Under the lens of Frederico Martins, styling by Fernando Bastos Pereira and choreography by Daniel Gorjão, the new Portuguese Shoes campaign is an initiative of the Bioshoes4all project, and is supported by the PRR (Programme for Recovery and Resilience).
The campaign was photographed in the great Porto, recently elected the best city destination in the world, specifically at Casa da Música and Piscina das Marés, one of the most recognized works of the architect Siza Vieira.
A love storyLast year, Portuguese footwear honoured Portuguese culture with an artistic recreation of eight of the most famous Portuguese paintings. In 2023, it is time for one Portuguese to give body to an industry that year after year reinvents itself.
Marcelino Sambé has just been selected as the personality of the year, the Martha de la Cal prize for the foreign press, awarded by the Foreign Press Association in Portugal. A recognition he views "with great happiness” because it allows him to achieve such a popularity level by just "doing what I do”.
He started dancing quite early, at the age of four or five. "I always thought I was different from other kids. But whenever I danced, I felt that everyone else’s eyes were on me differently. I felt special”. From there to the Alto da Loba Community Centre was a leap. It was at the centre that he caught the attention of his mentors, who took him to the Lisbon Conservatory, where he started taking part in national and international competitions.

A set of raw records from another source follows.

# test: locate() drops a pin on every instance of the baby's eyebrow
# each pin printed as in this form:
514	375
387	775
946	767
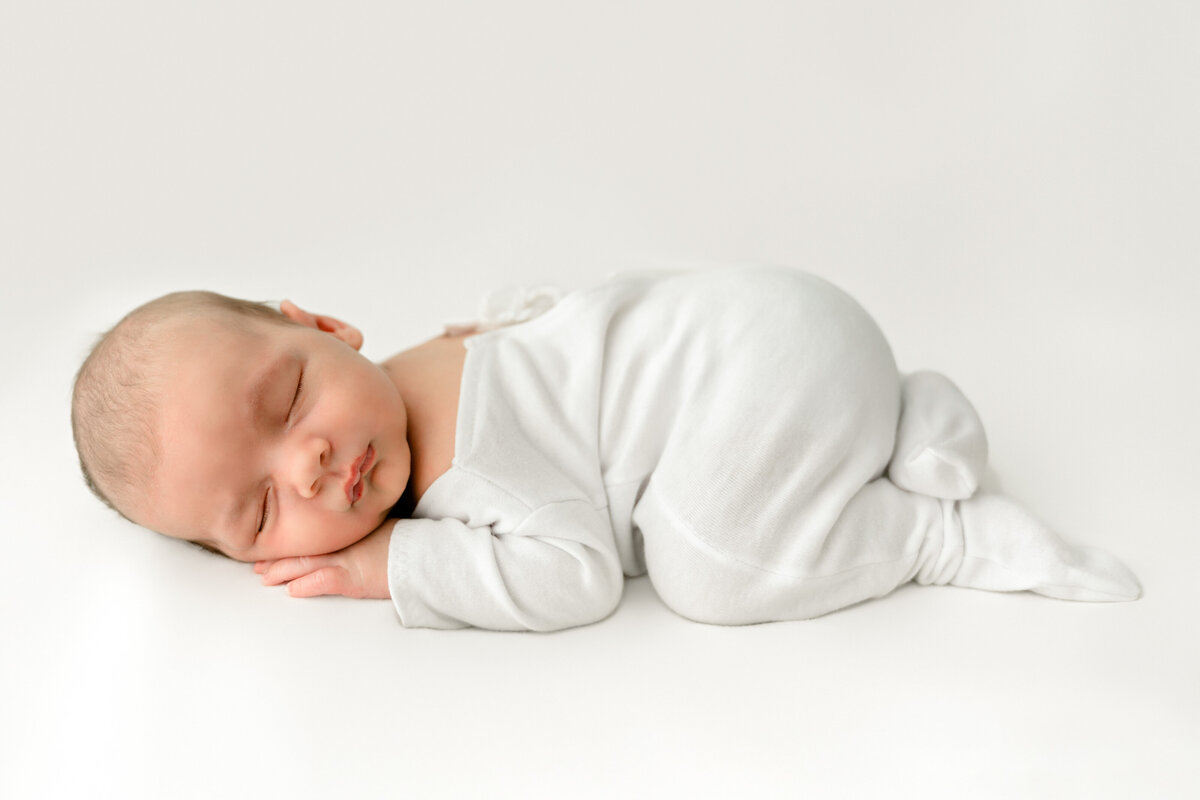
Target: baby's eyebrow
262	384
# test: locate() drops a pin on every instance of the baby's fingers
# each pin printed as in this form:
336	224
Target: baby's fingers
285	570
325	581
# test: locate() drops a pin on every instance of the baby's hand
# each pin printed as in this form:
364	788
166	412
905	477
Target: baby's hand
357	571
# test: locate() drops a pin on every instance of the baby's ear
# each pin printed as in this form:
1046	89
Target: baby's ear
335	328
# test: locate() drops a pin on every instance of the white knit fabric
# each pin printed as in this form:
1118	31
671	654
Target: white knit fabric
729	432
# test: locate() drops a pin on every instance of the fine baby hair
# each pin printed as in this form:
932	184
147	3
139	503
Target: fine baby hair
739	434
114	400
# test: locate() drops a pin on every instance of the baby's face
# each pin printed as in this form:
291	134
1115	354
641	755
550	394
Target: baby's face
276	441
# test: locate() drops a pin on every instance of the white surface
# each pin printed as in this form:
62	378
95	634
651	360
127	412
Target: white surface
1011	188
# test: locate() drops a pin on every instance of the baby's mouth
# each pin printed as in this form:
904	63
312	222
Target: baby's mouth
360	467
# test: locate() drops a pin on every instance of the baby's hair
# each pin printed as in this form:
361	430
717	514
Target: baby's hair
114	402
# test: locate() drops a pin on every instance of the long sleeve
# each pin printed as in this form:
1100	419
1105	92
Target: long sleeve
557	569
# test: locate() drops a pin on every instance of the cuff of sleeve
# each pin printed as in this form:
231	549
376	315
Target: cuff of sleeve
405	579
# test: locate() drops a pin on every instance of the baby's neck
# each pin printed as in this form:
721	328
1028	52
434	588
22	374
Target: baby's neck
429	377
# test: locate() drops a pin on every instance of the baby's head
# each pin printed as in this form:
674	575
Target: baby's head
253	432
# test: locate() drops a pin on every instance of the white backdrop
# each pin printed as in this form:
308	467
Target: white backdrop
1009	187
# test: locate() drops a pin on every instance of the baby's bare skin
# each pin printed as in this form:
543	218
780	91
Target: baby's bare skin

At the age of 15, he took part in the Prix de Lausanne in Switzerland, which had the director of the Royal Ballet School on its jury, who granted him direct entry to the school. "When I arrived at the Royal, I had many doubts about my talent. I was very young, and the environment was sterile, very different from Portugal. There was no idea that everyone could dance. There were around 40 of us dancers, all with carefully crafted bodies”. Later, "I began discovering the English style, much more focused on interpretation”.
Two years later, he was invited to be part of the cast of the Royal Ballet, where he has been for 10 seasons. Marcelino Sambé is the new ambassador of Portuguese Footwear in international markets.